Lightweight, highly accurate line and paragraph detection

Unified Line and Paragraph Detection by Graph Convolutional Networks Overview This research paper presents a novel method for detecting lines and paragraphs in documents by framing the task as a unified two-level clustering problem. The approach starts with a set of text detection boxes that approximately correspond to words. Text line: Defined as a cluster of word-level text boxes. Paragraph: Defined as a cluster of these lines. These clusters form a hierarchical two-level tree structure representing the document layout. Methodology A Graph Convolutional Network (GCN) is used to predict relationships between the text boxes. The network outputs are then used to construct both line-level and paragraph-level clusters. This unified method efficiently processes and consolidates the document layout. Results Experiments show the approach achieves state-of-the-art performance for paragraph detection.
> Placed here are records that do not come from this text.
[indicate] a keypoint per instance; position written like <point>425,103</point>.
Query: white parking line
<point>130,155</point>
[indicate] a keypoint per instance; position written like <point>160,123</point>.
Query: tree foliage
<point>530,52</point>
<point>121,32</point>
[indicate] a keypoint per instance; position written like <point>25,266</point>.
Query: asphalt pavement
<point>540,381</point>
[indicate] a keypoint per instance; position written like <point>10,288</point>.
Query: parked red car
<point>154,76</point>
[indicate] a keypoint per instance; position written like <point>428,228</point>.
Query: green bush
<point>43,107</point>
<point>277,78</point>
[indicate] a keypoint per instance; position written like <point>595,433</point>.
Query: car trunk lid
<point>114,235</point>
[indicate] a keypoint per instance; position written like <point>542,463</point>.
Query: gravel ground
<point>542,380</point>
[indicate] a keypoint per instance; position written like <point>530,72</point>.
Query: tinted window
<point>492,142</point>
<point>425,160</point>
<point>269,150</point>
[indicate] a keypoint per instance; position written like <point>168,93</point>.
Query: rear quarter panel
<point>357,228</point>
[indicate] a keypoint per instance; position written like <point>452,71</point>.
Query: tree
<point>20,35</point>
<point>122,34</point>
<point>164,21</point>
Demonstrated effectiveness on public benchmarks and real-world images. High efficiency of the method alongside quality detection. Metadata Authors: Shuang Liu, Renshen Wang, Michalis Raptis, Yasuhisa Fujii Date: Submitted on March 17, 2022 Categories: Computer Vision and Pattern Recognition (cs.CV), Machine Learning (cs.LG) DOI: 10.48550/arXiv.2203.09638 Publication Status: Accepted to DAS 2022 as an oral paper Access and Licensing Available in PDF and TeX source formats on arXiv. Licensed under Creative Commons Attribution 4.0 International License. Additional Resources Various bibliographic, code, data, demo tools, and related paper recommenders are accessible through arXivLabs integrations. Community and user support acknowledged from the Simons Foundation and member institutions. --- This work provides a significant contribution to document layout analysis by integrating multi-level clustering via graph neural networks, enhancing the detection and understanding of textual structures like lines and paragraphs.